Comme nous venons de le voir, à partir de la décentralisation, ce sont bien des questions essentielles relatives au mode d’organisation de l’action publique qui sont posées : qui a le plus de légitimité pour incarner l’intérêt général et le garantir, quel est le niveau territorial le plus pertinent ou adéquat pour que s’exerce une régulation, la contractualisation est elle vecteur de plus de
démocratie ou n’est elle qu’une modalité technique de gouvernabilité, etc. Nous sommes donc très loin d’une prise en compte de la décentralisation comme un simple ajustement technique aux nouveaux espaces de valorisation du capital, même s’il nous faut intégrer la prise en compte de ces nouveaux espaces pour l’intelligibilité du problème posé.
Ces nouveaux modes d’organisation de l’action publique ne conduisent-ils pas une redéfinition de l’action publique elle-même ? À mettre en relation avec le problème plus général de la reconfiguration non seulement de l’organisation de la régulation mais aussi de son étendue ? Or ces réorganisations/reconfigurations sont manifestement sous pression de la mondialisation. Celle-ci est-elle aboutie, implique-t-elle mécaniquement une mondialisation du « moins social » avec à la clef la fin des États sociaux-nationaux ?
Sans prétendre répondre à toutes ces questions, au moins peut-on essayer de préciser quelques unes des problématiques ainsi soulevées.
2) La construction de l’UE participe d’une reconfiguration internationale des territoires
L’UE s’inscrirait dans la logique de montée de regroupements régionaux régulièrement évoqués avec la notion de Triade [5], auquel il faudrait ajouter la Chine. Quelle place respective de chacun des territoires se dégage alors ?
Au préalable ne faut-il pas s’interroger sur la notion de territoire ? Pouvons nous considérer qu’il s’agit d’un espace géographique relativement homogène à l’intérieur duquel s’exerce des règles communes, où se vérifie une identité de situation ? Si oui, comment appliquer cette notion à la reconfiguration territoriale du monde ?

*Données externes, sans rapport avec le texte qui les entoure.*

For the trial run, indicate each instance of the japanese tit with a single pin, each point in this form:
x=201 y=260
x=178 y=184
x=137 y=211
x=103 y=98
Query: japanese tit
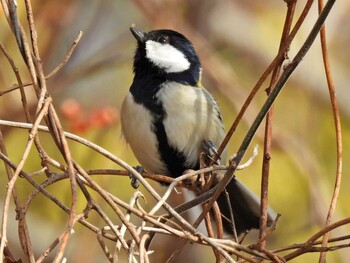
x=168 y=119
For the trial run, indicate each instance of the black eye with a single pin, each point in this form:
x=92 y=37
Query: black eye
x=163 y=39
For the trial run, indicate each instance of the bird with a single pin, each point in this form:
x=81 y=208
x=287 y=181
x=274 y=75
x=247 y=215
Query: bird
x=168 y=118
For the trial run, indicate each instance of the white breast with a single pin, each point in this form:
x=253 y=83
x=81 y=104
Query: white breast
x=137 y=129
x=191 y=117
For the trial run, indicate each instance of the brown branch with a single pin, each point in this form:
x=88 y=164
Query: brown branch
x=337 y=123
x=268 y=128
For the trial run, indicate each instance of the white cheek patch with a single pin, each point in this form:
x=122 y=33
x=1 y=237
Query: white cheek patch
x=167 y=57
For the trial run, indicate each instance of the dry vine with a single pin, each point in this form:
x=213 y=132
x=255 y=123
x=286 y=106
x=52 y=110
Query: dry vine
x=131 y=237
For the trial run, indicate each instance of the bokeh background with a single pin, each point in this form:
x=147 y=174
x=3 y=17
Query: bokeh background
x=236 y=41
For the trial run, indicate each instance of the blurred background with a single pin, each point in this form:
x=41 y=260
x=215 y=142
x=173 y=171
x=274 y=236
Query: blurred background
x=236 y=41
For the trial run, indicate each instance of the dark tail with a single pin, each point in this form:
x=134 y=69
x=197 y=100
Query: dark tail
x=245 y=208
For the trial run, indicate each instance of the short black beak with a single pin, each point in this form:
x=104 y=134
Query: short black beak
x=138 y=34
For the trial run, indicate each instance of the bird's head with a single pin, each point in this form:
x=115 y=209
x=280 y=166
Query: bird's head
x=168 y=54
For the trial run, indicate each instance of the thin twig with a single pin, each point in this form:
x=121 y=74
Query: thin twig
x=337 y=123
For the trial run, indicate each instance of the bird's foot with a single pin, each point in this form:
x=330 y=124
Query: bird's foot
x=134 y=183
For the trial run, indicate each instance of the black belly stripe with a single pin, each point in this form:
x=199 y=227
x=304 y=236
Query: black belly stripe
x=173 y=159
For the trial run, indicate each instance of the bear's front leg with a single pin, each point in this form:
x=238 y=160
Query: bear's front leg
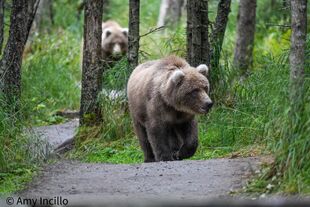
x=159 y=139
x=188 y=133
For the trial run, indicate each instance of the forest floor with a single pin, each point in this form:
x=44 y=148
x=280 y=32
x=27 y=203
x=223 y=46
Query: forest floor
x=188 y=179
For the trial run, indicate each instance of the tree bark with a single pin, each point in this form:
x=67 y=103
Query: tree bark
x=245 y=35
x=218 y=32
x=197 y=32
x=170 y=13
x=1 y=24
x=297 y=56
x=22 y=15
x=90 y=113
x=134 y=34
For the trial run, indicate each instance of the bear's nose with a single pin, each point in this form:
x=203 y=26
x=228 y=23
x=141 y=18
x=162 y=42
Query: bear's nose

- S’il y a quatre pôles, c’est que par définition ceux-ci se différencient. La mondialisation ne serait donc pas l’uniformité évoquée de façon subliminale avec la notion de libre circulation mondiale des marchandises et des capitaux, de grand marché unique mondiale. Il semble en effet présomptueux de penser que l’existence de ces 4 configurations territoriales ne serait que transitoire, qu’un passage vers une future dilution de ces 4 territoires dans un grand marché unitaire. Et même dans ce cas, le temps d’une telle dilution laisse la place à une pérennisation durable de ces territoires. Alors il convient de s’interroger sur ce qui fonde les différences. Est ce un partage du monde entre quatre entités homogènes qui s’équilibrent, ou celles-ci sont elles hiérarchisées ? De quelle manière ? Est-on dans un monde unipolaire ou multipolaire ?

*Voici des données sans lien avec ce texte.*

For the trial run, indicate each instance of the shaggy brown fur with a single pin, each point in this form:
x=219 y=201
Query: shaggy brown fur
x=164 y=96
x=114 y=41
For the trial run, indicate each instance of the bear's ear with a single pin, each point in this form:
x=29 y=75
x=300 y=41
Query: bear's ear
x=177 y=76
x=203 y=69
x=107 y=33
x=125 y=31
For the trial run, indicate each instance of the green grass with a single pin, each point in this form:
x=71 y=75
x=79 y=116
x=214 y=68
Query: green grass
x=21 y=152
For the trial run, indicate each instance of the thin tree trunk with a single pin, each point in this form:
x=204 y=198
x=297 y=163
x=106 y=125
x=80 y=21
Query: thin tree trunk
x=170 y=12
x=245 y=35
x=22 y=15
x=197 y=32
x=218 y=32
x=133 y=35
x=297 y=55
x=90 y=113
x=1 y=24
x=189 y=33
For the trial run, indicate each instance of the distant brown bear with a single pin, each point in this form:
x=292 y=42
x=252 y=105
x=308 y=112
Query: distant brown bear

Cela dégage-t-il de nouvelles lignes de conflictualité ? - L’analyse de leur différenciation suppose une comparabilité, une « substance
commune » à chacun de ces quatre grands territoires. Or le seul critère qui résiste un tant soit peu à l’analyse est qu’ils réalisent une part essentielle de la production des biens et services de la planète et qu’ils les échangent en leur propre sein. La « comparabilité » est donc à chercher en terme de plus ou moins grande homogénéité du point de vue de la valorisation du capital. Mais s’agit-il d’une juxtaposition de quatre territoires comparables (ce qui semble peu probable) ou de la reconfiguration d’une division internationale du travail ? Auquel cas à cet espace de valorisation du capital, il faudrait y adjoindre ses caractéristiques en tant qu’espace de « valorisation » du travail qui suppose l’existence d’une régulation sociale qui se substituerait à celle des États
social national ? Et est-elle de nature à définir de nouveaux espaces politiques qui sont une construction politique avant que d’être une réalité géographique
[6] ? - Quid de ceux qui sont hors zone d’influence (une grande partie de l’Afrique par exemple), ou à la périphérie de ces zones (comme le Maghreb ?) Le seul enjeu serait-il pour ces pays d’obtenir le droit à faire partie de ces zones d’influence ou peuvent-ils espérer mieux ? Sous cet angle, le débat sur l’entrée de la Turquie dans l’UE, à mettre en relation avec l’histoire des relations entre l’Europe méditerranéenne et le Maghreb, est assez instructif.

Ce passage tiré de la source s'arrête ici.